Freaked out John, who’d been watching on live webcam. Rose hadn’t been much
better when she heard, and Jade wanted to immediately fly out from her volcano
island thing and make sure you were okay. It took a week of hardcore convincing
to remind them that you were a coolkid, and there was no way in hell you would
ever be anything less than cool. Still, you’ve stuck to composition since, the
background, something unnatural. At least you can still provide sick beats for
your friends.
You
pass the turnpike, and pull off at a Dunkin’ Donuts. It’s not the best of breakfasts,
but truthfully you aren’t all that hungry. You want to cry more than anything
but again, status. You don’t cry. You’ve never cried. You aren’t about to start
now. But you can feel that knot in your throat. You make your way back home,
put the greasy pastries in the kitchen for when Bro wakes up again (he’s
snoring away on that futon again, legs akimbo and blanket haphazardly thrown
over him as if it’s an afterthought for decency, like that’s ever mattered to
him), and go back to your room.

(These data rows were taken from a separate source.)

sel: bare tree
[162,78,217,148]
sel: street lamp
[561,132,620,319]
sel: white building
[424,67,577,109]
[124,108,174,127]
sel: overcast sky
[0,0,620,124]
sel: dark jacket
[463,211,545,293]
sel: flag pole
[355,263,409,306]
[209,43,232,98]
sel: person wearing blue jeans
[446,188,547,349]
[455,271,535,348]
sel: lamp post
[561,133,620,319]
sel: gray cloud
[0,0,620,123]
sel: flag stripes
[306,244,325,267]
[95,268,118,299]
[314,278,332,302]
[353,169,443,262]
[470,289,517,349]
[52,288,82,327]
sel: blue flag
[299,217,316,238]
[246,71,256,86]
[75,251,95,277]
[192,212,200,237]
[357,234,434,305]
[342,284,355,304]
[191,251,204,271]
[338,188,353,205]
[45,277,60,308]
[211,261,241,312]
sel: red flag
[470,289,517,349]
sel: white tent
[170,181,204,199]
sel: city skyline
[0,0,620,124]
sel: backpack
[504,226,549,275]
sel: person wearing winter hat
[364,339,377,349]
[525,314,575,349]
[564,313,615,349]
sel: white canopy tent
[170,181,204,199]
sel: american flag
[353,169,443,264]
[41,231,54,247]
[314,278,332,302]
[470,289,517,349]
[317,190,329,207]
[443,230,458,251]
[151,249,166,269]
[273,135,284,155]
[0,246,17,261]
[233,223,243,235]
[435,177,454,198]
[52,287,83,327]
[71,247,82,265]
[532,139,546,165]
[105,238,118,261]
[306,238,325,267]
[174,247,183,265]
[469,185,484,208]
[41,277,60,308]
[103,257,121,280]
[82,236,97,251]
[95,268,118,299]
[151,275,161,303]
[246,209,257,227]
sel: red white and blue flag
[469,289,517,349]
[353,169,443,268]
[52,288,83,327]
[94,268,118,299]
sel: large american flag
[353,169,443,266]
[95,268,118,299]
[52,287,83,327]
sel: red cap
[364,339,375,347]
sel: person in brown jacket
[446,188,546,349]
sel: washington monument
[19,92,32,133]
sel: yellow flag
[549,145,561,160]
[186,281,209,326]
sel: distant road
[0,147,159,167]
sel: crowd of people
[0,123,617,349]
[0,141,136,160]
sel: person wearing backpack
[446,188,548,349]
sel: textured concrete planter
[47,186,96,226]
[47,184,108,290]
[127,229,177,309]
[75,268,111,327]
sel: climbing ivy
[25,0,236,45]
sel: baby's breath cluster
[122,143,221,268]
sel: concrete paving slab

You’re about to try to go back to sleep when
the pesterchum app on your phone beeps at you. Someone. Who. At this hour, who
would even be awake other than one of the trolls or your friends?
EB: hey did you wake up way early too?
The
smile that comes to your face is totally not one of comfort. Absolutely not. Or
at least you’d never admit it. Your fingers aren’t even shaking by this point
when you reply.
TG: always
TG: you too i see
EB: set up the vid feature, face time.
One of
the blankets go over your window and the broken blinds, cloaking the room in
dusky gloom, and then you start up the video. John’s room is darkened too,
curtains drawn against the pre-dawn dim there. It’s pretty obvious from his bed
that he’s been having the nightmares too, and you two talk until you think you
can sleep without waking up screaming in horror. Still, you keep the video on,
even while the two of you sleep, to ward away the dreams. You even set your
status on pesterchum to sleep, so none of the trolls talk to you.
You are
Dave Strider, and you are counting down the 27 days left until you start
college, and you can have the Heir of Breath in a real-unreal game lull you to
sleep each night with the sound of his quiet snores.